Our clients’ challenges
I want to monitor my production and minimise agricultural inputs and natural resources
I want to monitor my production and optimise my pricing strategy
I want to monitor my production and optimise field-level investment decisions
I want to monitor my supply chain and minimise food loss
I want to monitor my supply chain and optimise food quality
Our analytics method
Most raw data, and particularly Big Data, are not fit for human interpretation and do not provide significant value at their unprocessed form. Descriptive Analytics aim to produce understandable chunks from the initial data, allowing people to better interpret them and deduce useful information for their uses and purposes. They are used by 90% of organisations and business today and are the foundation of Business Intelligence processes.
Descriptive analytics are applied on historical data of variable timeframes, and essentially summarise what has occurred in that timespan. The perspective that are to be evaluated are determined by the decision maker and are usually translated as calculations over different data dimensions.
Types of Descriptive Analytics
Common actions like classification and clustering, filtering, aggregation and statistical analysis fall under this category of analytics. Descriptive Analytics are therefore used when there is a need to understand data at a coarse grain and when there is a need to summarise and describe them from different aspects.
Of course, such analysis of the past, alongside its inherent value for assessing a current state, is the driver for understanding how past activities and results might influence future outcomes.

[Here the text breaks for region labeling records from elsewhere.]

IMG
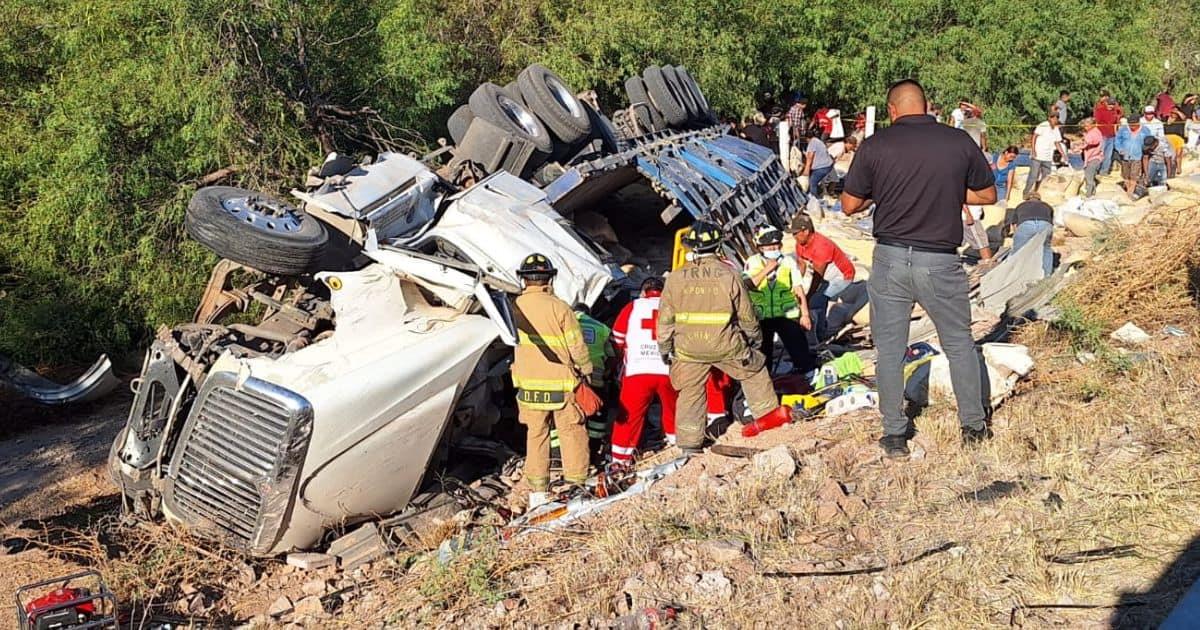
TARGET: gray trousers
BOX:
[1084,162,1100,197]
[869,245,986,436]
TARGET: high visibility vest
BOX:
[745,254,800,319]
[575,313,612,384]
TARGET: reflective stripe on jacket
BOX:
[658,256,760,362]
[512,286,592,408]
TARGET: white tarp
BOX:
[929,343,1033,407]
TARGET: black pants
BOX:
[758,317,816,373]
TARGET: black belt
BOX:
[875,239,959,256]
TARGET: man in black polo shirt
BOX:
[841,79,996,457]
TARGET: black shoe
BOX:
[962,425,991,446]
[880,436,908,460]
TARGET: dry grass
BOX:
[29,516,257,628]
[1063,206,1200,332]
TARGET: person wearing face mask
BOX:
[742,227,816,374]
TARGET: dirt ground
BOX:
[0,388,132,628]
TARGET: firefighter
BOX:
[658,221,792,454]
[571,302,617,454]
[742,227,816,374]
[612,277,676,463]
[512,253,593,509]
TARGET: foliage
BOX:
[0,0,1180,362]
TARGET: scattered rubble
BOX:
[1110,322,1150,346]
[287,552,337,571]
[751,444,796,479]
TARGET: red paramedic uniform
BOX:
[612,292,678,462]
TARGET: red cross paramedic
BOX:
[612,277,676,463]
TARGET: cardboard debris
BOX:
[1111,322,1150,346]
[929,343,1033,407]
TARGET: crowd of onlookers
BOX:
[734,82,1200,205]
[720,82,1200,285]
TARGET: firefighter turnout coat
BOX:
[512,286,593,410]
[658,256,762,364]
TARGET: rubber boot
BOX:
[742,404,792,438]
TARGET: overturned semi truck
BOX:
[109,65,805,556]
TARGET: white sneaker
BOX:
[529,492,550,510]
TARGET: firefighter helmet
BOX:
[683,221,721,253]
[517,253,558,277]
[754,226,784,247]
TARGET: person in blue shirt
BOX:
[991,145,1021,206]
[1116,119,1153,197]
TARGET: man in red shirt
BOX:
[1092,90,1124,175]
[612,277,678,463]
[791,212,865,341]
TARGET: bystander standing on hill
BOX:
[962,109,988,154]
[1054,90,1070,125]
[991,144,1021,205]
[1116,119,1152,197]
[1001,192,1054,276]
[787,92,809,142]
[803,125,833,194]
[1138,106,1166,140]
[1183,108,1200,155]
[841,79,996,457]
[1025,109,1067,193]
[1092,90,1124,175]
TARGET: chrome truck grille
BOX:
[163,372,312,553]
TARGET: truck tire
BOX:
[517,64,592,144]
[625,77,667,133]
[662,66,703,122]
[642,66,688,127]
[582,103,620,154]
[676,66,718,125]
[467,83,554,155]
[184,186,329,276]
[446,106,475,144]
[504,80,529,109]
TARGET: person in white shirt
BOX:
[1183,107,1200,154]
[612,277,678,463]
[1138,106,1166,142]
[1025,109,1067,194]
[950,101,971,130]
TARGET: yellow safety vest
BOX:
[745,253,800,319]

The automation of the latter is achieved via a different class of analytical process, Predictive Analytics
As Descriptive Analytics, Predictive analytics operate over historical and recent data. However, their target is not to summarise the existing data to more actionable information. Rather, they attempt to predict data that are not actually available, either because they are missing or because they refer to the future.
To do this, Predictive Analytics use various statistical and machine learning methods to quantify the likelihood of a future outcome based on current trends and patterns.
Types of Predictive Analytics
- Predictive Modelling: What will happen if certain conditions hold?
- Root Cause Analysis: Why this actually happened?
- Data Mining: Identify correlations between data
- Forecasting: What will happen if the existing trends continue?
- Stochastic Simulation: What could happen and how probable is each possibility?
- Pattern Identification & Alerts: When should actions be undertaken to correct a process or sustain an outcome?
The capability of predictive analytics to clearly showcase probable outcomes and identify critical turning points, is the standing ground for the next evolutionary step of analytical processes, where computational methods are actually able to propose solutions for critical situations and optimise processes and approaches for the problems at hand. This concept of advanced analytics is known as Prescriptive Analytics and it is the point where data and advanced computational models lead to truly automatic, highly intelligent decision support.
Prescriptive Analytics share with Predictive Analytics their stochastic interpretation of the future, based on the analysis of already available data. Their crucial difference, which leads to their nomination as the “final frontier of business analytics” is the fact that they aim to determine “why” the predicted future outcomes will happen and offer ways to manipulate these outcomes. Effectively, it answers to the question “What should we do?”, by having analysed and rationalised “where do we stand?”.
Prescriptive analytics use various mathematical and statistical models coming from different fields like natural language processing, machine learning, operational research, etc. These are combined with different business rules related to goal setting, best practices, legal obligations and constraints, etc.
Ultimately, Prescriptive Analytics allow the mass-scale simulation of scenarios, are able to determine the effect of different decisions for a given process and ultimately, provide suggestions for the optimisation of the process with respect to the defined targets. They are, therefore, the most explicit, effective support mechanism for the decision maker.